Lutz Pfannenstiel: Offenbar, sonst hätte man mich kaum in einer Nacht-und-Nebel-Aktion aus dem Haus gezerrt. Meine Freundin und ich saßen zu Hause und haben Video geschaut. Plötzlich klopfte es an der Tür: Die Antikorruptionseinheit der Zivilpolizei stürmte hinein und schlug die Wohnung kurz und klein. Die sind mit Hammer und Messer gekommen und haben alles zertrümmert und aufgeschnitten. Die haben sogar die Kaffeedosen durchsucht. Sie haben nach Beweisen gesucht, nach Wettscheinen und Geld, haben aber natürlich nichts gefunden.

RUND: Was passierte dann?
Lutz Pfannenstiel: Dann haben uns in einen Lieferwagen gesteckt und uns im Gefängnisbunker 48 Stunden lang verhört.
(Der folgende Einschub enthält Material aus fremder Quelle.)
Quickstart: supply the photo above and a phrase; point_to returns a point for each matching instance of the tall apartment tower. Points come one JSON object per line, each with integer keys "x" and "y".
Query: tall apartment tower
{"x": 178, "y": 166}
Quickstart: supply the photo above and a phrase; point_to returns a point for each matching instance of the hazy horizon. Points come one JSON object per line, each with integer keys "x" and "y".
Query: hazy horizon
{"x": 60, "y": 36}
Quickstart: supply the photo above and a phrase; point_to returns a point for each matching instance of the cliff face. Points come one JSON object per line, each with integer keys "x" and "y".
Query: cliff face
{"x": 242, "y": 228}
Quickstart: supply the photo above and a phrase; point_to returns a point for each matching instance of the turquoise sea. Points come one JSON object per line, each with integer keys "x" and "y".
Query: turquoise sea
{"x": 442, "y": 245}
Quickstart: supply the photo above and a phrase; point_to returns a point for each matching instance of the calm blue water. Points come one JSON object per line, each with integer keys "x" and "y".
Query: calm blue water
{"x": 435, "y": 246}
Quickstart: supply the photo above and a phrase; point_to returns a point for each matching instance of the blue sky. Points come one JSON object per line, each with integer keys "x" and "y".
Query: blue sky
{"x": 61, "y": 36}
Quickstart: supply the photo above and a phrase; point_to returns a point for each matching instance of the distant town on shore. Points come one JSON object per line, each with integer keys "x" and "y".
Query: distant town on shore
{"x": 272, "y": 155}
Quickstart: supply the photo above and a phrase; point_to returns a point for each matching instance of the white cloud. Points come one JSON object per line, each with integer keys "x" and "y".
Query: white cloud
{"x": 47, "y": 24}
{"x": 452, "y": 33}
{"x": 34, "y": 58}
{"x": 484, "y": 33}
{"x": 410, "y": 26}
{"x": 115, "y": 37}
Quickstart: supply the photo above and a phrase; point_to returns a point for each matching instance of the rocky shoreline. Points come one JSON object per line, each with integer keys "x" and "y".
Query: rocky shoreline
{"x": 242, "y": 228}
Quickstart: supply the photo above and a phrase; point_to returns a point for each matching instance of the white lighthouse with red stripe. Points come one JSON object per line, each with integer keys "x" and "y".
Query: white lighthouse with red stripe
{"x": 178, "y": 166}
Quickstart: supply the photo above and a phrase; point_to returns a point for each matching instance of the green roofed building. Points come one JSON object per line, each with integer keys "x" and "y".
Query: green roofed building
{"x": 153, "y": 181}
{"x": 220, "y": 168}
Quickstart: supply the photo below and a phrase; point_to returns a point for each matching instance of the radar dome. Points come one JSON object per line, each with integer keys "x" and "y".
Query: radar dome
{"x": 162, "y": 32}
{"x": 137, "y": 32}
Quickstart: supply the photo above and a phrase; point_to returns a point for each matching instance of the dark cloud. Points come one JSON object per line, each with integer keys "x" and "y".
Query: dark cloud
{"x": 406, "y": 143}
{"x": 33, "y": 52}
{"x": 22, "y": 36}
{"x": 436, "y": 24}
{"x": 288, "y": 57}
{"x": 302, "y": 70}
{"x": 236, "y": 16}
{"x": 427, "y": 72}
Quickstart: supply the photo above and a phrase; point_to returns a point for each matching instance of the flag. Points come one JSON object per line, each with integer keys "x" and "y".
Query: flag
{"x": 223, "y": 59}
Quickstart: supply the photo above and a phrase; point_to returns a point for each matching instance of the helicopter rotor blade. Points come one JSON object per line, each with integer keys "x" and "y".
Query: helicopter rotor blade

Zweimal musste ich an den Detektor, nachdem man mich zehn Stunden lang immer wieder verprügelt hatte, das dritte Mal erst nach einer längeren Pause. Nachts kam ich in eine Eiszelle, dann angezogen in eine Art Saunaraum. In Singapur dürfen sie 48 Stunden mit dir machen, was sie wollen. Du hast nicht mal das Recht auf einen Anwalt. Die Polizei hat eben gehofft, dass wir irgendwann sagen: Okay, ich hab die Nase voll ich unterschreib hier was ihr wollt.

RUND: Wann haben Sie das letzte Mal gelogen?
Lutz Pfannenstiel: Gute Frage. Jetzt als Trainer lügt man täglich ein bisschen. Man muss den Spielern ja immer etwas anderes sagen, als man denkt.


Lutz Pfannenstiel:
1993 machte der FC Bayern München dem U-17-Nationaltorwart Lutz Pfannenstiel das Angebot, im Tor seiner Amateurmannschaft die Bälle zu halten. Der Niederbayer lehnte ab und wechselte stattdessen nach Malaysia zu den Penang Panthers. Seitdem spielte Pfannenstiel für Teams in England, Finnland, Norwegen, Neuseeland, Kanada, Belgien, Malta, Singapur, Südafrika und Albanien. Während seiner Zeit in Singapur stand er wegen der Absicht des Wettbetrugs vor Gericht. Über die Verhandlung berichteten die BBC und andere Medien täglich. Seit dieser Saison ist er Trainer und Manager beim armenischen Erstligisten Bentonit FC. Wenn man im niederbayerischen Zwiesel bei Pfannenstiels Eltern anruft und nach Sohn Lutz fragt, muss Mutter Pfannenstiel lange überlegen: „Nein, in Albanien spielt der nimmer. Der ist jetzt irgendwo in Russland. Nein, mein Mann sagt gerade: in Armenien.“ Nach seinem Engagement in Armenien wechselte Pfannenstiel zu den Vancouver Whitechaps.